The green energy movement in America is dead. May it rest in peace. No, a majority of American energy over the next 20 years is not going to come from windmills and solar panels. One important lesson to be learned from the green energy fad’s rapid and expensive demise is that central planning doesn’t work.

Stephen Moore in the Washington Times  

After the billions of taxpayer dollars spent on unsuccessful green energy projects, it appears that most of the money was wasted. Solyndra became almost a household name, but there were many other green energy failures for which American taxpayers footed the bill.

And now it appears that the green energy movement is in trouble not just because it wasted money but because of a great irony: shale and human inventiveness have created an energy boom. Stephen Moore writes:

What crushed green energy was the boom in shale oil and gas along with the steep decline in the price of fossil fuel that few saw coming just a few years ago.


Barack Obama told voters that green energy was necessary because oil is a “finite resource” and we would eventually run out. Apparently, Mr. Obama never read “The Ultimate Resource” by Julian Simon, which teaches us that human ingenuity in finding resources outpaces resource depletion.
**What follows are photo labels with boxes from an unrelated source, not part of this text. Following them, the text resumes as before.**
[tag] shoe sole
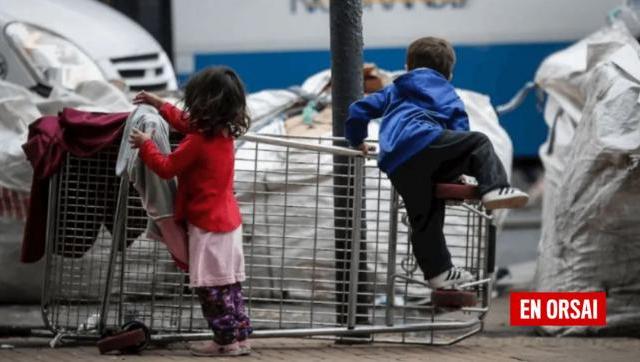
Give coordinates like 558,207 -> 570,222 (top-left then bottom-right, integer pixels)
429,278 -> 474,289
483,195 -> 529,210
191,350 -> 243,357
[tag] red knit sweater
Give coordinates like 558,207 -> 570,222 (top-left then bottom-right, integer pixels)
140,103 -> 242,233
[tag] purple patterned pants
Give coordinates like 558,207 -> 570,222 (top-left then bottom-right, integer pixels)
195,283 -> 253,345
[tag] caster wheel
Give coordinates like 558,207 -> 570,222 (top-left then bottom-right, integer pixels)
431,289 -> 478,309
98,321 -> 151,354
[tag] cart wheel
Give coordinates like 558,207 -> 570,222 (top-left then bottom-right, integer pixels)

When fracking and horizontal drilling technologies burst onto the scene, U.S. oil and gas reserves nearly doubled almost overnight. Oil production from 2007 to 2014 grew by more than 70 percent and natural gas production by nearly 30 percent.

We’ve always known that, if a project requires a lot of taxpayer money to get off the ground, it is likely to be a bust. It goes without saying that we are all in favor of privately-financed green projects, when investors put up money after considering the likelihood of a project’s success–we just hated to see federal bureaucrats, many of whom hail from theory land, given carte blanche to spend our money on their own pet green projects.

But it is interesting that, if Moore is right, what happened is that the old energy market, left to its own devices, found free-market ways to succeed. Human ingenuity thus once again triumphs over bureaucrats who have access to our national checkbook.